The project will culminate in a podcast he produces. Along the way, his teacher Nora Whalen is helping him figure out which details matter and why.
“I read an article yesterday about a pastor… He gives this presentation for people to vote yes on the marriage amendment,” Ripley said. “A lot of backlash happened to him, because in his presentation he relates it to the Holocaust and Hitler.”
“He’s employed by one of the campaigns,” Whalen said. “Do you know what side of the campaign he’s employed by?”
“Well this is an interesting issue, because it’s not a Democrat issue and a Republican issue, because it’s an amendment,” Whalen said. “So he’s working for the Vote Yes folks. He’s employed by them, and he’s making statements. Does it get messy when you start connecting your opposition with Hitler?”
“Yeah, because normally if you compare anyone to Hitler, it’s usually quite offensive,” Ripley said.
The marriage issue is personal to Ripley, because he’s gay.
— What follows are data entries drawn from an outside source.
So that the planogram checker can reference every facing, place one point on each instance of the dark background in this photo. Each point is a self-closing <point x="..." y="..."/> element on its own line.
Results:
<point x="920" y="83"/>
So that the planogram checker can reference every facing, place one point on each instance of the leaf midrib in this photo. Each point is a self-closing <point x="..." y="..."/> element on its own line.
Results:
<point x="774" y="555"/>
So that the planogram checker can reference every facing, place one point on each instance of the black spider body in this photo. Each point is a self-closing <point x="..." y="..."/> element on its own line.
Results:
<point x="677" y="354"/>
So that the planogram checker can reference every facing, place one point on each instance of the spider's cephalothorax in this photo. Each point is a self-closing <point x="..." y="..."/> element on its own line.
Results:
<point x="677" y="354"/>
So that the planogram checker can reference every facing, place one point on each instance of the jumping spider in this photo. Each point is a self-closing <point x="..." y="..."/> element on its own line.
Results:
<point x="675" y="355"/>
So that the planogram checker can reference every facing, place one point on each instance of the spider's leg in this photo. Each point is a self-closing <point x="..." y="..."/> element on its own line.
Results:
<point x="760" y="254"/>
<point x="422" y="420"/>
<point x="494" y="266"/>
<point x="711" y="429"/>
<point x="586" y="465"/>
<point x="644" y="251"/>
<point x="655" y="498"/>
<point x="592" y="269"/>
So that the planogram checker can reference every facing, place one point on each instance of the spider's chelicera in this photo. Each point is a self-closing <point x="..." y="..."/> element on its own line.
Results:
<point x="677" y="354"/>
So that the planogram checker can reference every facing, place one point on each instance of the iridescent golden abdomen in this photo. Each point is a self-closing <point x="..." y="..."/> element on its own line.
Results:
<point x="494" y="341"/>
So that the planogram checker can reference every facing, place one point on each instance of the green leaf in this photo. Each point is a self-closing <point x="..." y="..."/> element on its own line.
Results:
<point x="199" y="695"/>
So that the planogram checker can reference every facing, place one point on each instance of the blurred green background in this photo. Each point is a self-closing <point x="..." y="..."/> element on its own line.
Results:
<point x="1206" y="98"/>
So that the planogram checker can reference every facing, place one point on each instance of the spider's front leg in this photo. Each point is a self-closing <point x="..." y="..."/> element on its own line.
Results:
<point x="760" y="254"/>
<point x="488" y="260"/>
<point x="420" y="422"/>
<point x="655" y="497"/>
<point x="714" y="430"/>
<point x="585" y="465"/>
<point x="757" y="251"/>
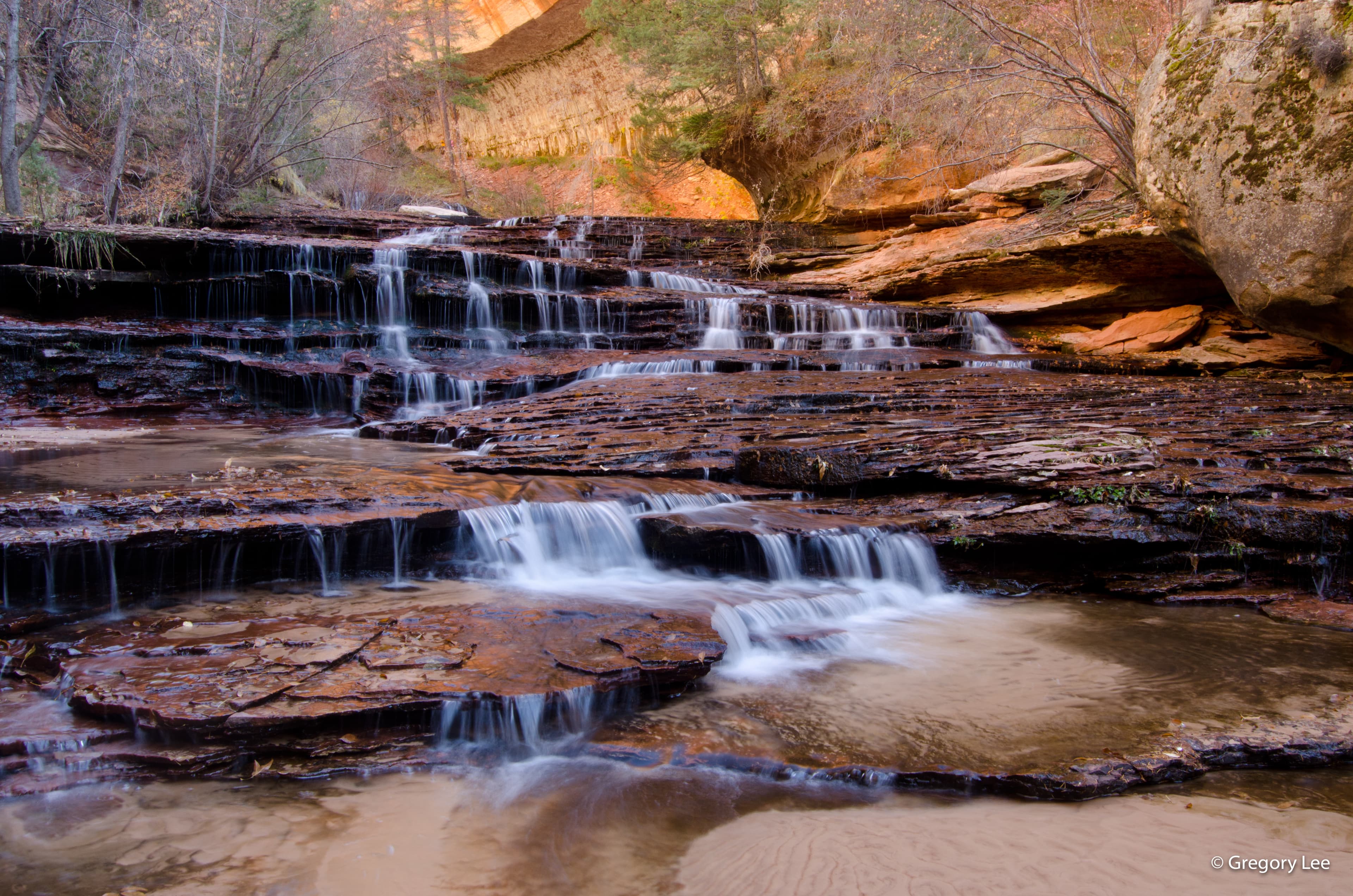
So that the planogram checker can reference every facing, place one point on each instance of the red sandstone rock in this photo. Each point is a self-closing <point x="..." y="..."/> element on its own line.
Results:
<point x="1325" y="614"/>
<point x="1144" y="332"/>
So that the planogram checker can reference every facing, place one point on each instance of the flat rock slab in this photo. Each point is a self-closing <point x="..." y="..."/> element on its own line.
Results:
<point x="1325" y="614"/>
<point x="241" y="676"/>
<point x="989" y="426"/>
<point x="36" y="722"/>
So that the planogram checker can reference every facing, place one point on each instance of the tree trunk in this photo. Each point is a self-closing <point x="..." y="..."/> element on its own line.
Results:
<point x="216" y="119"/>
<point x="113" y="189"/>
<point x="11" y="152"/>
<point x="10" y="116"/>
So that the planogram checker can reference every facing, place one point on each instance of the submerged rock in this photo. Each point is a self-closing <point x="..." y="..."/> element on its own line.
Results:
<point x="241" y="676"/>
<point x="1244" y="157"/>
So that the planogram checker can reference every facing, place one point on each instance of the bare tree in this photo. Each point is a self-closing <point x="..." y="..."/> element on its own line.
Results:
<point x="113" y="186"/>
<point x="55" y="47"/>
<point x="1056" y="57"/>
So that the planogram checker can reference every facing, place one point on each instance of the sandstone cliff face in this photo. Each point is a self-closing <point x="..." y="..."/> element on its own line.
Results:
<point x="552" y="90"/>
<point x="1018" y="271"/>
<point x="486" y="21"/>
<point x="1245" y="148"/>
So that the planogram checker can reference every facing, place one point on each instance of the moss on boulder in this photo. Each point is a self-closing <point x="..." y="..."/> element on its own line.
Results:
<point x="1245" y="153"/>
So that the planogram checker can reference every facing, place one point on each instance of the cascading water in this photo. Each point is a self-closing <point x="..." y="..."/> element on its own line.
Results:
<point x="113" y="577"/>
<point x="427" y="393"/>
<point x="391" y="308"/>
<point x="527" y="723"/>
<point x="432" y="237"/>
<point x="682" y="283"/>
<point x="646" y="369"/>
<point x="827" y="591"/>
<point x="480" y="310"/>
<point x="324" y="554"/>
<point x="720" y="321"/>
<point x="401" y="534"/>
<point x="983" y="336"/>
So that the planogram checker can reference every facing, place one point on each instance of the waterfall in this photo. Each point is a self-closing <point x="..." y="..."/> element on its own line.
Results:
<point x="359" y="389"/>
<point x="320" y="550"/>
<point x="113" y="577"/>
<point x="577" y="248"/>
<point x="888" y="574"/>
<point x="684" y="283"/>
<point x="829" y="593"/>
<point x="530" y="723"/>
<point x="839" y="327"/>
<point x="720" y="320"/>
<point x="401" y="534"/>
<point x="391" y="307"/>
<point x="428" y="393"/>
<point x="51" y="569"/>
<point x="783" y="558"/>
<point x="535" y="275"/>
<point x="542" y="542"/>
<point x="641" y="369"/>
<point x="480" y="310"/>
<point x="302" y="262"/>
<point x="983" y="336"/>
<point x="432" y="237"/>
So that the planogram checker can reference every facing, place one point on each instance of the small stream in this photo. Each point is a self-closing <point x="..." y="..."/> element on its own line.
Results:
<point x="236" y="493"/>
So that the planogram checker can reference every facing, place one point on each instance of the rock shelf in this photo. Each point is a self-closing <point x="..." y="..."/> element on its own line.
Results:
<point x="347" y="415"/>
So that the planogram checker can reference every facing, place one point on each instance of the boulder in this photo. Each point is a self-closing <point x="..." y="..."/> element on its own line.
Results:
<point x="1025" y="183"/>
<point x="1144" y="332"/>
<point x="1245" y="157"/>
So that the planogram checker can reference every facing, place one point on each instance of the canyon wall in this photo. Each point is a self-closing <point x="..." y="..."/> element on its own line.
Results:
<point x="552" y="90"/>
<point x="488" y="21"/>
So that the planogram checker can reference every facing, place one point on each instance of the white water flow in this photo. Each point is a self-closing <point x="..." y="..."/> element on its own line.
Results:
<point x="663" y="281"/>
<point x="480" y="310"/>
<point x="815" y="325"/>
<point x="829" y="596"/>
<point x="427" y="393"/>
<point x="401" y="534"/>
<point x="984" y="336"/>
<point x="578" y="247"/>
<point x="321" y="551"/>
<point x="722" y="323"/>
<point x="302" y="266"/>
<point x="533" y="723"/>
<point x="113" y="577"/>
<point x="432" y="237"/>
<point x="391" y="305"/>
<point x="646" y="369"/>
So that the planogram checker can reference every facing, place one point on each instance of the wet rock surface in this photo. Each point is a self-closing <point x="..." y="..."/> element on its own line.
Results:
<point x="624" y="455"/>
<point x="230" y="687"/>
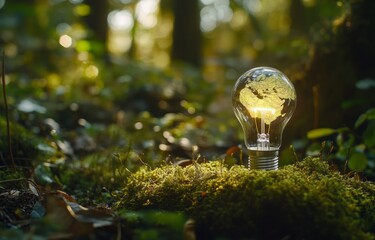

The project is forcing him to learn about the arguments posed by the Vote Yes campaign, with which he disagrees.
He’s even gotten his mom interested. Said Ripley, “I don’t think she would have ever voted had I not told her. Now whenever she passes a sign, she comments.”
Lessons on the side
Back in Mr. Kane’s class, the conversation veered off topic, as it does frequently.
The classroom is a safe space where students can ask questions about current event quirks that don’t make sense to them. Some questions lead to answers even adults would benefit from hearing. Others are reminders that today’s schoolkids are coming up in a different time than many of the rest of us.
After watching a debate clip, Mr. Kane talked about the connection between economics and security. “September 11—what did that create?” he asked.
“A war?” students replied.
“Yes, but also a recession,” he said. “They didn’t just pick the twin towers, because they’re tall and beautiful. They picked them, because they were the financial centers of the world.”
“Oooooohhhh,” the class replied, enlightened.
In Minnesota, students are required to take one half-credit class dedicated solely to citizenship and governance.